New Delhi: A total of 32 higher education institutions including Delhi’s Jawaharlal Nehru University (JNU) and Uttar Pradesh’s Banaras Hindu University (BHU) have decided to admit students to their postgraduate courses through the Common University Entrance Test (CUET), ThePrint has learnt.
While Delhi University (DU), Jamila Milia Islamia and Aligarh Muslim University will use the CUET for admissions to their undergraduate (UG) programmes, they have decided not to opt for the entrance test when it comes to post-graduate (PG) courses this year.
DU has said that it decided not to adopt the CUET PG this year because the test, while mandatory for UG admissions, is not so for PG admissions.
According to University Grants Commission (UGC) Chairman M. Jagadesh Kumar, the list of 32 universities that will be using the CUET to conduct PG admissions also includes the University of Hyderabad, the central universities of Gujarat, Haryana, South Bihar, Kerala, Rajasthan and Himachal Pradesh, Manipur University, Sikkim University, and Tezpur University among others.
“We are expecting more universities to join the list in the future,” he told ThePrint.
The CUET was announced in March this year as a single window for admissions to undergraduate programmes in central universities across the country. Since then, many other non-central universities have also decided to adopt the test.
The UGC, the country’s highest statutory body for higher education, had last week announced that admissions to PG courses will also be done through CUET from this year onwards.
Entrance tests for postgraduate courses will take place in the last week of July, and will be conducted by the National Testing Agency (NTA), which is also conducting the CUET UG exam.
Use of CUET for undergraduate admissions had begun in March.
‘Overwhelming response’ to CUET from UG applicants
Earlier this week, UGC chairman Kumar had tweeted that till May 23, a record 11.51 lakh candidates had registered for the CUET UG exam since the registration window for the test was opened on 2 April, and around 9.13 lakh had paid the application fees.
He added that “many of the students who applied are from remote and rural areas”.
Kumar also said that students will now be able to get into the best universities without the “burden of scoring very high marks in the range of 99 to 100%” in their school board exams.
“For students who could not get high board scores, earlier it was not possible to get admission in top universities.

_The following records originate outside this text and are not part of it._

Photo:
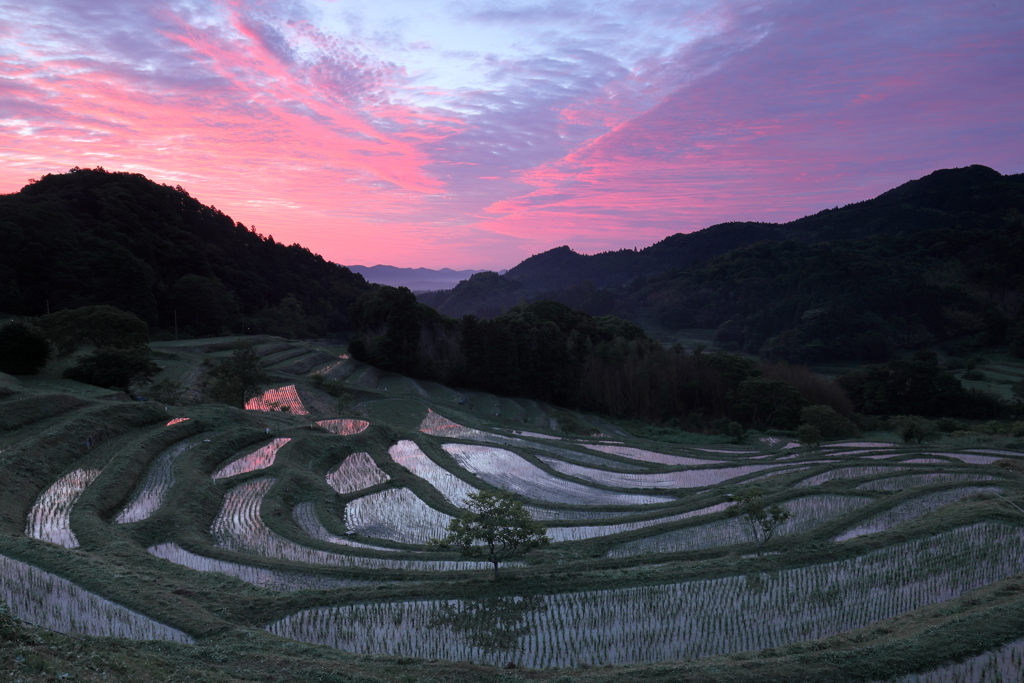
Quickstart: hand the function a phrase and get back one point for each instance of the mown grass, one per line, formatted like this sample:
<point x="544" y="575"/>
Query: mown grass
<point x="225" y="614"/>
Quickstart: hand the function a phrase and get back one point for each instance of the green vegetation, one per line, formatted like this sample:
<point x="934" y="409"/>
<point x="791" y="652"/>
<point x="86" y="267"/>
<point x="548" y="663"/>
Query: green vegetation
<point x="282" y="514"/>
<point x="24" y="348"/>
<point x="104" y="326"/>
<point x="239" y="378"/>
<point x="497" y="527"/>
<point x="94" y="238"/>
<point x="113" y="368"/>
<point x="762" y="518"/>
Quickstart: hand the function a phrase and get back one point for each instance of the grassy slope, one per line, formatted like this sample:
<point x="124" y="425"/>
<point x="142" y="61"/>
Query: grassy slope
<point x="224" y="614"/>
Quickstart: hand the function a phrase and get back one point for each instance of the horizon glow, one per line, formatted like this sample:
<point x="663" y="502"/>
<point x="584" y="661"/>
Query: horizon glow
<point x="449" y="133"/>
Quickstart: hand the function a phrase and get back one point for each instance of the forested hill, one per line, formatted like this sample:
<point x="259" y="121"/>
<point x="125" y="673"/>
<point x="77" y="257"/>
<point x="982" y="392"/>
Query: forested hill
<point x="93" y="237"/>
<point x="935" y="259"/>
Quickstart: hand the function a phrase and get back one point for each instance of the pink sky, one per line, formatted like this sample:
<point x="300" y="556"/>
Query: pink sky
<point x="472" y="134"/>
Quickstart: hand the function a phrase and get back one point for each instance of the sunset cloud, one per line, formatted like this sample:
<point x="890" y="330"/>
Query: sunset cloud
<point x="473" y="134"/>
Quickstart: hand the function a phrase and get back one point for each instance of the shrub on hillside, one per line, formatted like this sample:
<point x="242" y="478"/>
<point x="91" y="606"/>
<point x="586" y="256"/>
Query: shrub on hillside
<point x="815" y="388"/>
<point x="24" y="348"/>
<point x="809" y="435"/>
<point x="913" y="429"/>
<point x="828" y="423"/>
<point x="99" y="326"/>
<point x="238" y="378"/>
<point x="115" y="368"/>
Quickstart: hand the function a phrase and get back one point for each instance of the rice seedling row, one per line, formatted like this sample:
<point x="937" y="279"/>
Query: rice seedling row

But now it is within reach,” he tweeted.
“The participation of a large number of universities too is very encouraging. In the coming years, more universities are expected to adopt CUET. With the possibility that CUET will be conducted twice in a year, this will further help the students plan and attempt CUET,” he further wrote.
Kumar had told ThePrint in an interview last month that the UGC was working on extending the CUET to postgraduate programmes offered by central universities after the “overwhelming response” it received from educational institutions regarding use of the test for UG courses.